Un autre économiste distingué s’exprime ainsi :

« Un grand nombre de personnes se trouvent dans un état de perplexité, en considérant que les denrées qui sont exportées comme des remises prises sur le revenu du propriétaire absent, sont des exportations en échange desquelles on ne reçoit rien en retour ; qu’elles sont perdues pour le pays aussi bien que si elles constituaient un tribut payé à un état étranger, ou même que si on les jetait périodiquement dans la mer. C’est là une vérité incontestable ; mais il faut se rappeler que tout ce qui est consommé d’une façon improductive est, aux termes mêmes de la proposition, anéanti sans produire aucune chose en retour[2]. »
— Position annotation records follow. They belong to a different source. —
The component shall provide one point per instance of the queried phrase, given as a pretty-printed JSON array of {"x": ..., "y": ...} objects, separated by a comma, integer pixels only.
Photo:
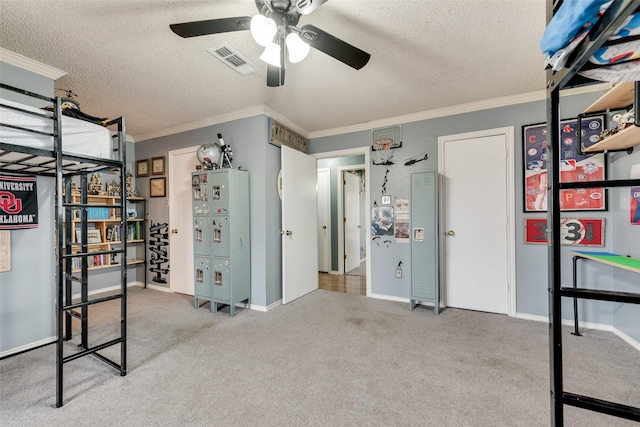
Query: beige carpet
[{"x": 327, "y": 359}]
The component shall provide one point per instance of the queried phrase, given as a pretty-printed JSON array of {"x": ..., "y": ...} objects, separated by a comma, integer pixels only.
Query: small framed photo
[
  {"x": 94, "y": 236},
  {"x": 142, "y": 168},
  {"x": 157, "y": 187},
  {"x": 157, "y": 166}
]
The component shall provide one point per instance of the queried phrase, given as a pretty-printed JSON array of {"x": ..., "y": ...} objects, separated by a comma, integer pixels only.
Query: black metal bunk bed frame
[
  {"x": 64, "y": 166},
  {"x": 556, "y": 81}
]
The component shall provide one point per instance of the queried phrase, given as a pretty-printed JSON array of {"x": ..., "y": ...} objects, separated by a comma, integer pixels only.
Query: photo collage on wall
[{"x": 574, "y": 166}]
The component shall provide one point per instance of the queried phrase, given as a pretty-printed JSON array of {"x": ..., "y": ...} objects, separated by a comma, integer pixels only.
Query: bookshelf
[{"x": 104, "y": 231}]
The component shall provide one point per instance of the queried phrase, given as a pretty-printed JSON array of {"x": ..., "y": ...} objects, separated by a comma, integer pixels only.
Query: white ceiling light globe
[
  {"x": 271, "y": 54},
  {"x": 263, "y": 29},
  {"x": 298, "y": 49}
]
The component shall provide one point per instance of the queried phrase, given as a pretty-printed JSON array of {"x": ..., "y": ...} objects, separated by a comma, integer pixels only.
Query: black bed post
[
  {"x": 122, "y": 146},
  {"x": 60, "y": 282},
  {"x": 553, "y": 253}
]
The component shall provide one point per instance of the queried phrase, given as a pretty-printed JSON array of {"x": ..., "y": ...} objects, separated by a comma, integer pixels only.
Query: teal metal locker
[
  {"x": 222, "y": 242},
  {"x": 425, "y": 283}
]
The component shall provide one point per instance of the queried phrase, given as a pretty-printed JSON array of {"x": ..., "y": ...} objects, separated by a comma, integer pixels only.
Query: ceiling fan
[{"x": 274, "y": 27}]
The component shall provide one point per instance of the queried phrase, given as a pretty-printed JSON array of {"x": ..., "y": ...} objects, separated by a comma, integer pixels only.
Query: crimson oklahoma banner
[{"x": 18, "y": 202}]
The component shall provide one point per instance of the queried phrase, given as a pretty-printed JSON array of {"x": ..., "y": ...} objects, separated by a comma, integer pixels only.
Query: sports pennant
[{"x": 18, "y": 202}]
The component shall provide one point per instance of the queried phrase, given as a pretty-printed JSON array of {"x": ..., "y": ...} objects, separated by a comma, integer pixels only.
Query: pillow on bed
[
  {"x": 617, "y": 53},
  {"x": 569, "y": 19},
  {"x": 624, "y": 72}
]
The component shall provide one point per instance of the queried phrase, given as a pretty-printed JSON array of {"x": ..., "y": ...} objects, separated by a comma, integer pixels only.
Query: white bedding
[{"x": 78, "y": 136}]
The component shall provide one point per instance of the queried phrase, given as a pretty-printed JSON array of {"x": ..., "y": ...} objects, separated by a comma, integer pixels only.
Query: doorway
[
  {"x": 477, "y": 171},
  {"x": 181, "y": 163},
  {"x": 350, "y": 238}
]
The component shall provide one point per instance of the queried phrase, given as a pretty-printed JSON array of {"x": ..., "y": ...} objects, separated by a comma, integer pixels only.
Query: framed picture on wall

Cette manière de voir, ainsi que le lecteur s’en apercevra, est fondée sur l’idée de la destruction complète des denrées consommées. Lors même qu’elle serait exacte, il en résulterait, cependant, qu’il y aurait eu transfert, de l’Irlande en Angleterre, de la demande de services de toute sorte, tendant à amener une hausse du prix du travail dans l’un des deux pays, et une baisse de ce même prix dans l’autre ; mais si elle est complètement inexacte, il en résultera nécessairement que la perte pour un pays sera aussi considérable que si les remises en question « étaient un tribut payé à un État étranger, ou même que si elles étaient jetées périodiquement dans la mer. » Le lecteur peut se convaincre facilement que ce dernier cas est le cas réel. L’homme consomme beaucoup, mais il n’anéantit rien. Lorsqu’il consomme de la nourriture, il agit simplement comme une machine destinée à préparer les éléments dont elle se compose, pour une production ultérieure ; et plus il peut enlever à la terre, plus il peut lui restituer, et plus sera rapide le progrès de la puissance productive du sol.

Si le marché est rapproché, il recueille d’une acre de terre des centaines de boisseaux de navets, de carottes et de pommes de terre, ou des tonnes de foin, variant chaque année la nature des produits qu’il cultive ; et plus il emprunte à la terre, cette vaste banque, plus il peut facilement la rembourser, plus il peut per-

  1. Principes d’Économie politique, trad. par Aug. Planche, p. 114-175.
  2. Senior, Esquisse de l’Économie politique, p. 160.